Active inference, sensory attenuation and illusions
- PMID: 23744445
- PMCID: PMC3824582
- DOI: 10.1007/s10339-013-0571-3
Active inference, sensory attenuation and illusions
Abstract
Active inference provides a simple and neurobiologically plausible account of how action and perception are coupled in producing (Bayes) optimal behaviour. This can be seen most easily as minimising prediction error: we can either change our predictions to explain sensory input through perception. Alternatively, we can actively change sensory input to fulfil our predictions. In active inference, this action is mediated by classical reflex arcs that minimise proprioceptive prediction error created by descending proprioceptive predictions. However, this creates a conflict between action and perception; in that, self-generated movements require predictions to override the sensory evidence that one is not actually moving. However, ignoring sensory evidence means that externally generated sensations will not be perceived. Conversely, attending to (proprioceptive and somatosensory) sensations enables the detection of externally generated events but precludes generation of actions. This conflict can be resolved by attenuating the precision of sensory evidence during movement or, equivalently, attending away from the consequences of self-made acts.
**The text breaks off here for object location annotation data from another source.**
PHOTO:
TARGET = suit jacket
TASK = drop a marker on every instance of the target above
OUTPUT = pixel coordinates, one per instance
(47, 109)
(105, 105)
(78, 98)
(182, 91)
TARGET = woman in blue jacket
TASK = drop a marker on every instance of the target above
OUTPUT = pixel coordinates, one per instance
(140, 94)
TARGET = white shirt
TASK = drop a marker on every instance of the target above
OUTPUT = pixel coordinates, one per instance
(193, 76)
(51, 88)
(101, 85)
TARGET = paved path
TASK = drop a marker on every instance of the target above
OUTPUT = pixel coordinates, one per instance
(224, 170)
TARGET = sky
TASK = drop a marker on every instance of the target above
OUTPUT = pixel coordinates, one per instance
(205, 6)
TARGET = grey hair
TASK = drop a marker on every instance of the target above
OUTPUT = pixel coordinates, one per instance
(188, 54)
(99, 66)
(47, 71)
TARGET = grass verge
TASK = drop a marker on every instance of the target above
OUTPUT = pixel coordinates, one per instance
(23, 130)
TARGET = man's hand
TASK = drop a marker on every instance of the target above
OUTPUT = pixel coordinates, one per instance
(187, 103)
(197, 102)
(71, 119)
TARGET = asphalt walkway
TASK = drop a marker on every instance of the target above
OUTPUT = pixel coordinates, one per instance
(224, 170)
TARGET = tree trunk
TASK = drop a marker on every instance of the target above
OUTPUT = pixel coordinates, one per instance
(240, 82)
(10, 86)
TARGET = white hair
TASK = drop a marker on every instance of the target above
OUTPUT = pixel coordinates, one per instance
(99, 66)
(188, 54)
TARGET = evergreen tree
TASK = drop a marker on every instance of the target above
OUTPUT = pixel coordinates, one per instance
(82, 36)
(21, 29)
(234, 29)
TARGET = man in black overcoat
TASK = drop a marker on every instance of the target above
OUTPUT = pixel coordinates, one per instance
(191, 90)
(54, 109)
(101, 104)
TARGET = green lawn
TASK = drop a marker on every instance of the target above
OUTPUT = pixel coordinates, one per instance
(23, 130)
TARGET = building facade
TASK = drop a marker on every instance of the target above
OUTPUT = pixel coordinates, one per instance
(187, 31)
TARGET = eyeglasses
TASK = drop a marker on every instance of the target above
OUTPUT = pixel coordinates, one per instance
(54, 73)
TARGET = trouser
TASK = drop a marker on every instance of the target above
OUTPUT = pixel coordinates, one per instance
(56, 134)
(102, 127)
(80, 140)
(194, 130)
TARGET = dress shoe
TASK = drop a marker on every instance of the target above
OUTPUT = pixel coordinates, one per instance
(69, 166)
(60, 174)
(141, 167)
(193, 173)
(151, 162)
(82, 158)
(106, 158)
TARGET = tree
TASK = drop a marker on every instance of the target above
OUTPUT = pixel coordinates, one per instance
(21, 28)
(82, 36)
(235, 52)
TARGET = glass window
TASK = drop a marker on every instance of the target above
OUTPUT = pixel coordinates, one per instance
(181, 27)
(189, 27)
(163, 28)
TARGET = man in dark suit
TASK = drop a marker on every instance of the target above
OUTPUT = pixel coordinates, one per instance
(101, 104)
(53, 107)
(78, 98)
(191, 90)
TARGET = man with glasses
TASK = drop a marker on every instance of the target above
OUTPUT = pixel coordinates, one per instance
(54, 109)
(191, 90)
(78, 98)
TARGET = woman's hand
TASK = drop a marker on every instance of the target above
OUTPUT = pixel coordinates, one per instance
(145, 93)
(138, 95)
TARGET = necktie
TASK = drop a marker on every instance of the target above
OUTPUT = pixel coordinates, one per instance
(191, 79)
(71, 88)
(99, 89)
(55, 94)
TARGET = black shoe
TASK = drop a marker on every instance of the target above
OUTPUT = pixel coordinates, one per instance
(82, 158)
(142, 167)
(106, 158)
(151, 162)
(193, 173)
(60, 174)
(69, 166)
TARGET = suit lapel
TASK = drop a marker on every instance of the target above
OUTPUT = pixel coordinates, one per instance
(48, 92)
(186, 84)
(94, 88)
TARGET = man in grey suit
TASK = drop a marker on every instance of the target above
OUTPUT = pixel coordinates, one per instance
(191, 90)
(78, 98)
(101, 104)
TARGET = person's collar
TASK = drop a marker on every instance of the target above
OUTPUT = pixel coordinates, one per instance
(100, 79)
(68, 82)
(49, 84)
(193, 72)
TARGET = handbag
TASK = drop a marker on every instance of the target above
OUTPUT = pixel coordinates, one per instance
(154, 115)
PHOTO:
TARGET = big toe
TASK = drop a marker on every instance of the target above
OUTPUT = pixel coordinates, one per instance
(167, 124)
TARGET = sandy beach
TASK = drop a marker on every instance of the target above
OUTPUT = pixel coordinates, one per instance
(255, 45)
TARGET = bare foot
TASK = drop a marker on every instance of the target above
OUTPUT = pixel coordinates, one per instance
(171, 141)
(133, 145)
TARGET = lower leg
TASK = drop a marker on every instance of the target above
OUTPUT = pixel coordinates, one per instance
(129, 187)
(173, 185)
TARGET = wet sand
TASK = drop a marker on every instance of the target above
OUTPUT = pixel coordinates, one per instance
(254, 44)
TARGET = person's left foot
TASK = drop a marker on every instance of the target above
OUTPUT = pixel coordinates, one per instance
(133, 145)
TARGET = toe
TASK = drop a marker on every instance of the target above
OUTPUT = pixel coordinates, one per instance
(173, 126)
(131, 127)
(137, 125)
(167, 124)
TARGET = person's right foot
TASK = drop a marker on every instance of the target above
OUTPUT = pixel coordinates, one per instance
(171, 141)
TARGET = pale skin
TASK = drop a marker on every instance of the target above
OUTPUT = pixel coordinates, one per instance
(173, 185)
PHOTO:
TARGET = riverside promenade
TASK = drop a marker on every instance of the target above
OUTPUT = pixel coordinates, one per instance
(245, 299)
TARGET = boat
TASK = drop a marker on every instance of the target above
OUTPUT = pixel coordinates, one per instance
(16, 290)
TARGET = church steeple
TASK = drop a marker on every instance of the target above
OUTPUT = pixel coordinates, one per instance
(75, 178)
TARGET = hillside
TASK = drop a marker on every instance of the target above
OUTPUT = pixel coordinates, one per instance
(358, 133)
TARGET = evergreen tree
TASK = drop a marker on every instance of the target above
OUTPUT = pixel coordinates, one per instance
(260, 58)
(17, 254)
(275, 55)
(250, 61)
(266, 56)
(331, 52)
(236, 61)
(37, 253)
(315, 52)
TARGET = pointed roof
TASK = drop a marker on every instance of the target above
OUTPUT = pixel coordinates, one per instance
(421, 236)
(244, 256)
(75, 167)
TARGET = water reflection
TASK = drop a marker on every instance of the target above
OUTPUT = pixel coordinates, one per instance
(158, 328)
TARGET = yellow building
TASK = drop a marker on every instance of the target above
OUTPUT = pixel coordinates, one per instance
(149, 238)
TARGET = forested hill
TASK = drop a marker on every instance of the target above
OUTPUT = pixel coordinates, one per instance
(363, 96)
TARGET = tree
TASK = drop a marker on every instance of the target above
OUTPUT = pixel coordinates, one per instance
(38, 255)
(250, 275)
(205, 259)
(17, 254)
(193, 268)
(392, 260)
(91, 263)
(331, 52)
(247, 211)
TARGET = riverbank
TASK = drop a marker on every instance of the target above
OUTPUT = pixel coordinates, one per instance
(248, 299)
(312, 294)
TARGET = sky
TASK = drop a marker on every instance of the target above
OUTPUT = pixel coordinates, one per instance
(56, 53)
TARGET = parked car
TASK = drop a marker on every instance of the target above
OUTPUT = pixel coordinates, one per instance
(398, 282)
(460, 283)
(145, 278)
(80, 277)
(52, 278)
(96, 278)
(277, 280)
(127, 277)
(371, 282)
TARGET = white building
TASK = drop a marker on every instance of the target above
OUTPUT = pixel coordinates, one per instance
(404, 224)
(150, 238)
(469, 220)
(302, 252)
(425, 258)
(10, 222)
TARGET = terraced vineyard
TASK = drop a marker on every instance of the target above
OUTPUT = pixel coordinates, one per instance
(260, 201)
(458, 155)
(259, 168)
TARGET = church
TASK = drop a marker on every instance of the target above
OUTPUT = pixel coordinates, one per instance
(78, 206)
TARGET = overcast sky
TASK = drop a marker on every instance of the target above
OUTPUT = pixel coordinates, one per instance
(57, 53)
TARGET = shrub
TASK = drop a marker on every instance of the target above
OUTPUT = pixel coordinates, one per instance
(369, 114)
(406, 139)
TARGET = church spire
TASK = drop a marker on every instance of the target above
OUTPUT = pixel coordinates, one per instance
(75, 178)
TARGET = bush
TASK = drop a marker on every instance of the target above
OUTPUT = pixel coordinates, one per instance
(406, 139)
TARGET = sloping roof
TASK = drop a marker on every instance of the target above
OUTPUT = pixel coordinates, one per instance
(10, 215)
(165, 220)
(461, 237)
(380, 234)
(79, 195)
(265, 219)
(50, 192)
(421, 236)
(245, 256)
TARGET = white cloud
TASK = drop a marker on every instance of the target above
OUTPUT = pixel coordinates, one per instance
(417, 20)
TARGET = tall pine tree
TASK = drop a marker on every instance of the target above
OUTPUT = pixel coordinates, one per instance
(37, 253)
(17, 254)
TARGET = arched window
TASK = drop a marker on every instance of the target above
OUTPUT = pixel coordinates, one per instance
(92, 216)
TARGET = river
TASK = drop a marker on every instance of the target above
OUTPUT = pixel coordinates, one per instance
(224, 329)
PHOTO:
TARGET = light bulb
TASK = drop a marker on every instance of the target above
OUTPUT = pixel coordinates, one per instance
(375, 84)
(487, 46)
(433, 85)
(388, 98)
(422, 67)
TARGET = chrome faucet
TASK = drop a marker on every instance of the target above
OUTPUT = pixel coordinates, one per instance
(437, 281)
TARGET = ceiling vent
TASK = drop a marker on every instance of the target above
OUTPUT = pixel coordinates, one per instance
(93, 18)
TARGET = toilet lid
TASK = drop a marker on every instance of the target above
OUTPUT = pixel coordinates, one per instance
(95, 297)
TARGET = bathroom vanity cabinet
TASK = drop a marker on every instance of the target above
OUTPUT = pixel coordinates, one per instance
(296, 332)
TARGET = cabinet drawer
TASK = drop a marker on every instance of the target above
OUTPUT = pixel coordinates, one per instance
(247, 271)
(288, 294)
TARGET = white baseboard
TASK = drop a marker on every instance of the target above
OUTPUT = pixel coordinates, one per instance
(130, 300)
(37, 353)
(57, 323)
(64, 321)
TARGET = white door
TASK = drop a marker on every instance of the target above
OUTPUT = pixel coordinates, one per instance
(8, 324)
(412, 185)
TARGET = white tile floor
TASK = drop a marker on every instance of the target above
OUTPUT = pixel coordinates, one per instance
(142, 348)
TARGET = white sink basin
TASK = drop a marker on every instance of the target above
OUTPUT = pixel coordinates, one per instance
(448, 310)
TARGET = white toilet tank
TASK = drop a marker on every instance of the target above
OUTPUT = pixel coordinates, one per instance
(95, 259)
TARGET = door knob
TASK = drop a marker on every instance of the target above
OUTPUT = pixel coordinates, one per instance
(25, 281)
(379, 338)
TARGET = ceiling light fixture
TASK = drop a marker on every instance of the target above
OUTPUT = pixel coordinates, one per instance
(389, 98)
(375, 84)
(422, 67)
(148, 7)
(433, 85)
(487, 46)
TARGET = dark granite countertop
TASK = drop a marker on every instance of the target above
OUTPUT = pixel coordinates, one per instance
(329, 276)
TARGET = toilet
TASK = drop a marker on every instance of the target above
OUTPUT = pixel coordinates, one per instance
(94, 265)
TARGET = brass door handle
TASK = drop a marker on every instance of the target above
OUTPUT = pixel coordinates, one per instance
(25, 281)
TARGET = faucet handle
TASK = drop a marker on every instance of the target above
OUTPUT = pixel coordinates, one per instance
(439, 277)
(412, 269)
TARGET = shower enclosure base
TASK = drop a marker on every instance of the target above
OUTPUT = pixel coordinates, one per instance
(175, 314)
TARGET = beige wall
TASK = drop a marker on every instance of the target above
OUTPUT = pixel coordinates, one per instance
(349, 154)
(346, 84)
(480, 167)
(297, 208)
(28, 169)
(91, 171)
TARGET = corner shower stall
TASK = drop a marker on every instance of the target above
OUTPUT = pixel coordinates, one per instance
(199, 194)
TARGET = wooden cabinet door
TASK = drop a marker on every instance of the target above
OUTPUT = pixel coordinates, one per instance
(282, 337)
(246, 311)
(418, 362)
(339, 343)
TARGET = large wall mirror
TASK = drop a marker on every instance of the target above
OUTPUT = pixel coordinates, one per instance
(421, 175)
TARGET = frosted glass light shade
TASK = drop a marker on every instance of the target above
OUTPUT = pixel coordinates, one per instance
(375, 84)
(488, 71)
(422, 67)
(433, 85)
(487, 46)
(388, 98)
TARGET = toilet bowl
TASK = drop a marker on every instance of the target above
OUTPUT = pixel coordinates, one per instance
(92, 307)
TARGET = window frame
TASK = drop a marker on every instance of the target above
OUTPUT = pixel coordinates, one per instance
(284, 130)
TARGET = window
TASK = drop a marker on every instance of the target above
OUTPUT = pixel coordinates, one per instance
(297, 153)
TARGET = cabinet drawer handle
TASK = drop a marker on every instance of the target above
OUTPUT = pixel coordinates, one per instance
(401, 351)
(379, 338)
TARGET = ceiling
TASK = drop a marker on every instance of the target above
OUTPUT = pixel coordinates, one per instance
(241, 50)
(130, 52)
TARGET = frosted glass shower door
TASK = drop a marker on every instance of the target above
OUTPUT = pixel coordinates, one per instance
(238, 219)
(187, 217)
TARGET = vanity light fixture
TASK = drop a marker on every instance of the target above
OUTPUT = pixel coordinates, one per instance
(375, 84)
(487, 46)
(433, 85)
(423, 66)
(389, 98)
We propose that this Bayes optimal withdrawal of precise sensory evidence during movement is the cause of psychophysical sensory attenuation. Furthermore, it explains the force-matching illusion and reproduces empirical results almost exactly. Finally, if attenuation is removed, the force-matching illusion disappears and false (delusional) inferences about agency emerge. This is important, given the negative correlation between sensory attenuation and delusional beliefs in normal subjects--and the reduction in the magnitude of the illusion in schizophrenia. Active inference therefore links the neuromodulatory optimisation of precision to sensory attenuation and illusory phenomena during the attribution of agency in normal subjects. It also provides a functional account of deficits in syndromes characterised by false inference and impaired movement--like schizophrenia and Parkinsonism--syndromes that implicate abnormal modulatory neurotransmission.